I am planning to try a 3W 365nm LED, the thing that is puzzling me if the 365nm UV light is going to damage the DMD chip quickly? 

I am new to the forum, if this is already discussed somewhere, help me out!

Cheers!


----------



## DIWdiver (Jun 28, 2013)

Sorry, that question is above MY pay grade!


----------



## mash.m (Jul 3, 2013)

why should uv light demage the dmd chip? its a mirror device so all light will reflected to the outside lenses. the ir is blocked cause thermal problems on the chip...

markus


----------



## bshanahan14rulz (Jul 3, 2013)

Don't forget to look into the UV transmissivity of the lenses used in your optical system, if you choose to reuse the projection optics. 

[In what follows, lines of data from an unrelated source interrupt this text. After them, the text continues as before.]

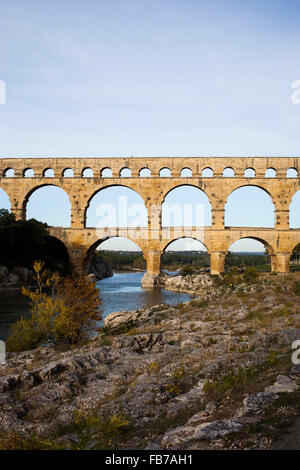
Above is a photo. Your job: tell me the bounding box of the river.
[0,272,190,340]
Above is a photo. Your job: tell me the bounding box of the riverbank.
[0,274,300,449]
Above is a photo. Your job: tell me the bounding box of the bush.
[0,431,65,450]
[293,281,300,295]
[70,410,129,450]
[7,262,101,351]
[243,266,259,284]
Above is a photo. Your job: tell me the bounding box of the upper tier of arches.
[0,157,300,178]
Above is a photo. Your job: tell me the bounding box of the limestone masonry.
[0,157,300,287]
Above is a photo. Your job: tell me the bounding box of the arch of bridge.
[0,157,300,225]
[0,157,300,278]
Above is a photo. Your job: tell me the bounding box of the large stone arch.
[84,182,149,227]
[161,235,209,254]
[161,182,212,227]
[22,183,72,226]
[226,234,276,255]
[0,187,12,211]
[224,184,276,228]
[82,235,143,274]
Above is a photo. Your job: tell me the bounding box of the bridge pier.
[272,252,292,273]
[142,251,161,289]
[210,251,227,274]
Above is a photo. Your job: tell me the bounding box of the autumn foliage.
[7,261,102,351]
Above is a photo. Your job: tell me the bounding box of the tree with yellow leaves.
[7,261,102,351]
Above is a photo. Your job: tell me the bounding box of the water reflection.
[0,273,190,340]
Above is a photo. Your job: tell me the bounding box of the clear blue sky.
[0,0,300,253]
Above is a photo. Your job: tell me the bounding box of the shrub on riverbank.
[7,262,102,352]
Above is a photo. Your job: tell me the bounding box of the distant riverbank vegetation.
[0,209,70,275]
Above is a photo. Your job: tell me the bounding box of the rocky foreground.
[0,274,300,449]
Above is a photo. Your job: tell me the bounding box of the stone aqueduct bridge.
[0,157,300,287]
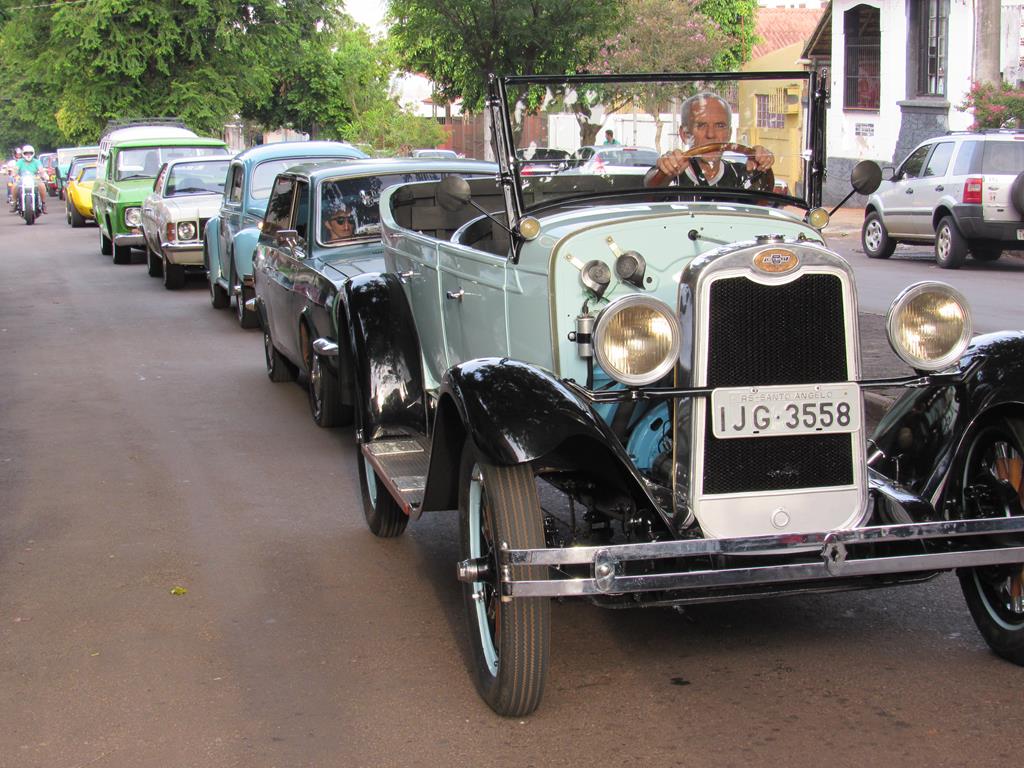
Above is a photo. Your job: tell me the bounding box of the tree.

http://focus.ti.com/pdfs/dlpdmd/Digital_Projection_of_UV_Light_is_Enabling_New_Markets1.pdf < interesting read, but page 6 may have more info that might interest you.


----------



## MOGhouse (Jul 27, 2013)

Hi - also new here, and have also looked into converting a LED pico projector to UV.

Texas Instruments makes 2 versions of the DMD, one specially for UV and SILLY expensive, however the standard will work with over 400nm .... however TI also says that lots of 400mn UV will reduce lifetime and over time result in "stuck" pixels. The reason for this is supposed to that lots of UV will out-gas the lubrication used in the DMD. My best guess is the DMD will last quite long if you use 400nm

I do not believe the optics have UV filter in LED projectors - as they do not produce any UV at all (unlike bulb projectors), blue is produced typically around 470nm. Also the window on the DMD will let 400nm pass.
However, pico light engines use dialethic mirrors to produce red blue and green. Depending how the light engine is arranges and which colour you plan to replace - these mirrors may have to be removed - no big deal.

The replacement UV LED should be placed VERY close to the original position and size of the emitter - otherwise you will have problems with culmination of the light beam. 

I am trying to convert a Dell M110 (or Acer K130 which is the same) but have not yet found a good UV LED candidate to replace the blue (as I would want to do).
Please post if you find any good UV LEDS - thanks


----------